No Brasil, a base do quadro legal
relativo ao meio-ambiente está representada no Art. 225 da Constituição
Federal, inserido no Título específico “Da Ordem Econômica”. Este artigo exerce
o papel de principal norteador dos aspectos legais relativos ao meio ambiente e
regula um complexo teor de direitos, mensurado pela obrigação do Estado e da
Sociedade na garantia de um meio ambiente ecologicamente equilibrado, bem de
uso comum do povo que deve ser preservado e mantido para as presentes e futuras
gerações.
O Estado Nacional também define
políticas públicas específicas para a gestão de bens ambientais, com destaque
para a água. No âmbito da Política Nacional de Recursos Hídricos (PNRH), o
legislador se preocupou em criar modalidades diferentes de participação social
por meio de organizações civis, englobando tanto associações locais de usuários
diretos de recursos hídricos, tais como pescadores ou populações ribeirinhas,
quanto organizações com interesse científico, participantes do sistema,
incluindo também um conceito de “organizações não-governamentais com objetivos
de defesa de interesses difusos e coletivos da sociedade” , ou seja, não apenas
organizações com área de atuação específica ou limitada às questões atinentes
aos recursos hídricos participam do sistema. Os Comitês de Bacia – verdadeiros
parlamentos da água - passam a ser fóruns importantes para a formulação e
gestão moderna das políticas e ações voltadas a garantir a sustentabilidade do
desenvolvimento, e especialmente do manejo sustentável e conservação dos
recursos hídricos, em cotejo com a gestão ambiental .

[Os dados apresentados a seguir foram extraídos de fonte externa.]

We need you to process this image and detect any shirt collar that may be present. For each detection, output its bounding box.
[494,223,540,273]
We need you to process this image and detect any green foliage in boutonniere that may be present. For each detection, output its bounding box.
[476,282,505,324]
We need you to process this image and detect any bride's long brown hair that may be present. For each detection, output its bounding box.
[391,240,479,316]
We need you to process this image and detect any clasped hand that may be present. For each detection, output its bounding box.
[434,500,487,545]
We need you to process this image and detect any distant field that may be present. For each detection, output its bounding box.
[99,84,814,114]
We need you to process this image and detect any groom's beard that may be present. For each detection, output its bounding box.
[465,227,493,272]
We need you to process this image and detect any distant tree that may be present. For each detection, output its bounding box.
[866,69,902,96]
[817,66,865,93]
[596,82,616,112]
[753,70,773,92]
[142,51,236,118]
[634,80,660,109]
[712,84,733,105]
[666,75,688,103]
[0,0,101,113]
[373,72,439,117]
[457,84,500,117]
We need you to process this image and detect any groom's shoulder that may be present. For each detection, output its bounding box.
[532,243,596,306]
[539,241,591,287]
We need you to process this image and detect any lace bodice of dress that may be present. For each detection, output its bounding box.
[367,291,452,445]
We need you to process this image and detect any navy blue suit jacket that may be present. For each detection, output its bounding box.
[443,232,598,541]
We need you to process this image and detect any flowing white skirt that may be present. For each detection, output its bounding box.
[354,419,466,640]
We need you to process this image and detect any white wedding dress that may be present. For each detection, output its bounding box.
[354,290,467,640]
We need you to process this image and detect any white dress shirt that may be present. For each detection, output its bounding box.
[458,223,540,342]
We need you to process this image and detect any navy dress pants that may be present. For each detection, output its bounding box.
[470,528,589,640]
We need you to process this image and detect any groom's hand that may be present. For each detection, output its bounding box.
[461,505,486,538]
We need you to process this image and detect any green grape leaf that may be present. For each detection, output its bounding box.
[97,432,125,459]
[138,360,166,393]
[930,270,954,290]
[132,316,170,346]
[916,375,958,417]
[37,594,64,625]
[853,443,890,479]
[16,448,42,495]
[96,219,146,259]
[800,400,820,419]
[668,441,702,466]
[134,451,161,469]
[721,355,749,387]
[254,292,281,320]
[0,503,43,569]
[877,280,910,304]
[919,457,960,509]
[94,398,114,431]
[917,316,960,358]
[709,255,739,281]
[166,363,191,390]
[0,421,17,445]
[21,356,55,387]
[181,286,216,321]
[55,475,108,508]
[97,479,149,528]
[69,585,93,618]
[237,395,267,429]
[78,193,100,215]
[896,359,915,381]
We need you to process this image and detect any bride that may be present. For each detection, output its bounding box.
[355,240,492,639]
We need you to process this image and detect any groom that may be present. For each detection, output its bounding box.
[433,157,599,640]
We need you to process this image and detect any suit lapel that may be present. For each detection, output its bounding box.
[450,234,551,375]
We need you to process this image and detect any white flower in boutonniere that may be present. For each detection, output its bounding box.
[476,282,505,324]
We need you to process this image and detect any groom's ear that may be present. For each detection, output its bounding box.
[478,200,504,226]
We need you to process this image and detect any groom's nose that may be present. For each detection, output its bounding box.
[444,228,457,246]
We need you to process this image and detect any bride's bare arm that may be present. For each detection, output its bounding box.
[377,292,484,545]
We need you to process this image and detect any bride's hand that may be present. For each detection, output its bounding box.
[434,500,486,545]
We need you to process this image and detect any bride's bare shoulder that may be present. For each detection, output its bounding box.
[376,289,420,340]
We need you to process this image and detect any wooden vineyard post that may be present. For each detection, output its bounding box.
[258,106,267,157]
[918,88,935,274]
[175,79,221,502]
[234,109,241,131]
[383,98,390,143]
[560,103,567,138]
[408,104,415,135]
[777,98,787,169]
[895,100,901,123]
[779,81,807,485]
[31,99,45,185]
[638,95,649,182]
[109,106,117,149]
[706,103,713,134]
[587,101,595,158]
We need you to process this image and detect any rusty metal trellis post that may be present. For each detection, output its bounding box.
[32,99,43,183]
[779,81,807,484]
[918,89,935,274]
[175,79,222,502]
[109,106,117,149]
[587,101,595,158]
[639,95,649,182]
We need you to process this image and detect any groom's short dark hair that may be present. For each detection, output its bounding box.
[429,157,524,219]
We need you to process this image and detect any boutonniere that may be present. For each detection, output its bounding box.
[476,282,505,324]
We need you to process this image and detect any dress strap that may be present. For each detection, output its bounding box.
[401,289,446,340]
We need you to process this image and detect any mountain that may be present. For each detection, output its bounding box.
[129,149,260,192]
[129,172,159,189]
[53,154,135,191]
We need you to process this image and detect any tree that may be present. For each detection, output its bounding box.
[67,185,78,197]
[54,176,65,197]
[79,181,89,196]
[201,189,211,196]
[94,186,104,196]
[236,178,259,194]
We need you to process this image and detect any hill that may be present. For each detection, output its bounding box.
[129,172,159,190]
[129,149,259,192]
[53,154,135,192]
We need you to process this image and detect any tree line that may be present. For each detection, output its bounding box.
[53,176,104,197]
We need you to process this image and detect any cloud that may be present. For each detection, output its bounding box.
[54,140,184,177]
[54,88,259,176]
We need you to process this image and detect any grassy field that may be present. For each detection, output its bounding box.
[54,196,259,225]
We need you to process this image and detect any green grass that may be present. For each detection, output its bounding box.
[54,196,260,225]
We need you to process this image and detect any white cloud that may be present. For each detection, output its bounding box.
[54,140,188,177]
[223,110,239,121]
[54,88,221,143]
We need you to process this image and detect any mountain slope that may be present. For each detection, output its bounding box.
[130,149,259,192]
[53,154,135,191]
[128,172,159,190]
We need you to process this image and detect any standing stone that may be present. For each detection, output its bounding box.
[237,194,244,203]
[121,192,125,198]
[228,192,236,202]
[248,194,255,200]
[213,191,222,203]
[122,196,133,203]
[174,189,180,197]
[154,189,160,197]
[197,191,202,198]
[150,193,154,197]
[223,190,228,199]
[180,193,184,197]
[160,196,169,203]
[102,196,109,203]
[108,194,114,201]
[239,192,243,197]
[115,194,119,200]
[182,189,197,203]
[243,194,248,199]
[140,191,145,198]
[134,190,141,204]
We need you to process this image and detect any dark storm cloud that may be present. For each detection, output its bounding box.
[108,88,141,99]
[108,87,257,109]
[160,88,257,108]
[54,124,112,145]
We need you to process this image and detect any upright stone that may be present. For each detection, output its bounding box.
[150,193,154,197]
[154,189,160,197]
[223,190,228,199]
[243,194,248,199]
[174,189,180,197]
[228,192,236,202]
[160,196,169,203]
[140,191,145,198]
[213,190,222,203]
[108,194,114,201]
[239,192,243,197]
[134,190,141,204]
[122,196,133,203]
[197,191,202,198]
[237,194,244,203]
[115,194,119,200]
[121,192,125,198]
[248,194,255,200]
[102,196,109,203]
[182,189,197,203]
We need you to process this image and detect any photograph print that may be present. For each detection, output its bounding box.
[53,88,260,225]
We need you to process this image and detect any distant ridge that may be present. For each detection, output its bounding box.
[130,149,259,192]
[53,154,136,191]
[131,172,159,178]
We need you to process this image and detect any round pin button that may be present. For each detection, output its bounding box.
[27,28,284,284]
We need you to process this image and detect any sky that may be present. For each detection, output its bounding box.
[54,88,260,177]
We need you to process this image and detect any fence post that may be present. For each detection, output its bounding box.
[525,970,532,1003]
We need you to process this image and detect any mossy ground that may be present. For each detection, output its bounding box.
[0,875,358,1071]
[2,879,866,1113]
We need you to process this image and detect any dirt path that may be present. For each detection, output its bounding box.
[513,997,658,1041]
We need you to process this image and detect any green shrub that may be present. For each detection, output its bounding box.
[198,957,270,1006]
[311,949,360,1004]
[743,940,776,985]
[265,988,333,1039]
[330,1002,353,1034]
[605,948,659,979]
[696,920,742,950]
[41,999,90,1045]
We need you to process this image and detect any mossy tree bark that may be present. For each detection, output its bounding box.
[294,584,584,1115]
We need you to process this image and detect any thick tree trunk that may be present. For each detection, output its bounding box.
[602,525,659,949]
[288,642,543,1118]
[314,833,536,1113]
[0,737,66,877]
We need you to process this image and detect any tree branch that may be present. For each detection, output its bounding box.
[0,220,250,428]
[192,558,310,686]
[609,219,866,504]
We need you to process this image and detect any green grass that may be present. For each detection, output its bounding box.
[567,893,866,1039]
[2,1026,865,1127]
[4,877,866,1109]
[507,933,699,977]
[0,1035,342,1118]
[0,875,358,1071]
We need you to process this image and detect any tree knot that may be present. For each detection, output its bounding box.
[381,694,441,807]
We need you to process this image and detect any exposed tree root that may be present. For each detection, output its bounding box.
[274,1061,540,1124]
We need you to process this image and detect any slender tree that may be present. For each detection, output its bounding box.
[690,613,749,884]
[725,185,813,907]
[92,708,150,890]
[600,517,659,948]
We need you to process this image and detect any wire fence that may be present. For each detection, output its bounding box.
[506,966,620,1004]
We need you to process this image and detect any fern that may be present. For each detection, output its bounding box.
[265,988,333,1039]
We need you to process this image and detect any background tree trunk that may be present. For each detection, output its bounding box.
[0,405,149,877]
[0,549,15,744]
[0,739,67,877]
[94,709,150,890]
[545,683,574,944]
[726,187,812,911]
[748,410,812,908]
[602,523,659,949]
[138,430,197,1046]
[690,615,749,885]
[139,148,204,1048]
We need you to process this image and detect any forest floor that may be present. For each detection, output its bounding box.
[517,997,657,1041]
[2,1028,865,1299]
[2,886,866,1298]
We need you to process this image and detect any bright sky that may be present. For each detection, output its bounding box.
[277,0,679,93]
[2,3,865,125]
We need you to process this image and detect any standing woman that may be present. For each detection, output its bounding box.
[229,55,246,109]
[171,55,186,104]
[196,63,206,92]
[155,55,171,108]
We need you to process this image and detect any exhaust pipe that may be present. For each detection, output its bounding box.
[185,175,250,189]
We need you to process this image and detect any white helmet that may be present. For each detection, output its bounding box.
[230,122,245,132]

Segundo documento do Ministério
do Meio Ambiente:
O principal impacto dessa nova
abordagem no Brasil, foi a de reorientar gradualmente a gestão ambiental de uma
posição baseada no ‘comando e controle’, ou de exercício de poder de polícia do
Estado sobre a utilização dos recursos naturais, para uma postura de gestão
econômica dos recursos ambientais. (BRASIL, 2001).
Este documento evidencia a
presença atual dos conceitos de governança, compreendida nos seus fundamentos
legais e econômicos, em oposição ao sistema centralizador até então
predominante nas políticas ambientais, ditas de comando e controle.
A nova gestão ambiental foi
concebida para o estabelecimento conjunto com a sociedade de normas para a
gestão dos recursos e controle de danos ao meio-ambiente, criando as bases de
uma governança pública ambiental.
A gestão passou a ser o operador
conceitual através do qual se confrontam os objetivos de desenvolvimento
econômico e de organização territorial, bem como aqueles relacionados à
conservação da natureza ou à manutenção ou recuperação da qualidade ambiental.
(MACHADO, 2003, p. 24).
Os usos da água, entretanto, envolvem
uma interação conflituosa entre um conjunto significativo de interesses sociais
diversos.
Com a recente promulgação da Lei
Federal nº 11.445, em 05 de janeiro de 2007 (LDBSN), estabeleceram-se no Brasil
as diretrizes nacionais para o saneamento básico trazendo consigo novo marco
regulatório para o setor. A mesma lei define o âmbito da aplicação no
saneamento brasileiro da seguinte forma:
Art. 3º
Para os efeitos desta Lei,
Considera-se:
I –
saneamento básico: conjunto de serviços, infra-estruturas e instalações
operacionais de:
a)
abastecimento de água potável;
b)
esgotamento sanitário;
c)
limpeza urbana e manejo de resíduos sólidos;
d)
drenagem e manejo das águas pluviais urbanas (BRASIL, 2007).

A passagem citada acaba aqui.